He was trying very hard to be utterly respectful in light of their previous meetings. In return, she thought it high time to end her hypocrisy and listen to him on his customs and beliefs. Of course, she had been surrounded by them from a young age and was socially obligated to be aware of the others' culture, but she realised there was still much she did not know; she wrote down everything she learnt from him and added it to her notes from her lessons with the rabbi.

"My mother spends more time in prayer than anything else," he told her once after she asked about his family's religious inclinations. "My older sister and my little brother are similarly devoted, but the rest of my siblings and my father mostly only turn to the Gods during festivals, or dire situations. Religion is a part of life for them instead of something truly prominent,"

"And you?"

"I don't know. I have been confused about religion since I met you," he said. "You see, we know there are other religions and Gods. Even the King worships in other ways to us. However, your ideas are so utterly different. How can one of us be right and one of us be wrong with so much in between?"

"You shouldn't think about if it's right or wrong. All that's important is that you fully believe in what resonates with you,"

"I don't know. Could I pray to your G-d?" he asked.

"Yes. Whenever you want. He will be listening,"   she told him.

And so continued their exploration of religion and philosophy, all which was in a much kinder nature than her sharp arguments with Tobijah had been.

Hodaya and Aldwyn were wildly different in upbringing and beliefs.
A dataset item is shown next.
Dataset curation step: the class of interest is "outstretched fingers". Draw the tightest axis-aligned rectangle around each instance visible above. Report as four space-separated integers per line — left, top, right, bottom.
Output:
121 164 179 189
However, they shared many similar ideals such as diplomacy. For them, the point of debating was to find peace and understanding between contrasting ideas.

The many things they shared isolated them from the turmoil of the world for a while. Even when summer came round again and both their responsibilities tripled, they tried to meet as much as possible. Often he would bring her books to read for she knew the Jewish art, culture, theory and history off by heart but was quite unknown to everything else. She read them whenever she could.

Sometimes she would be sitting in the slope of the tree with one of his book in her hand when he arrived. She would be so engrossed that his mere voice would frighten her. However, she couldn't help it. The knowledge that his books brought were from worlds away.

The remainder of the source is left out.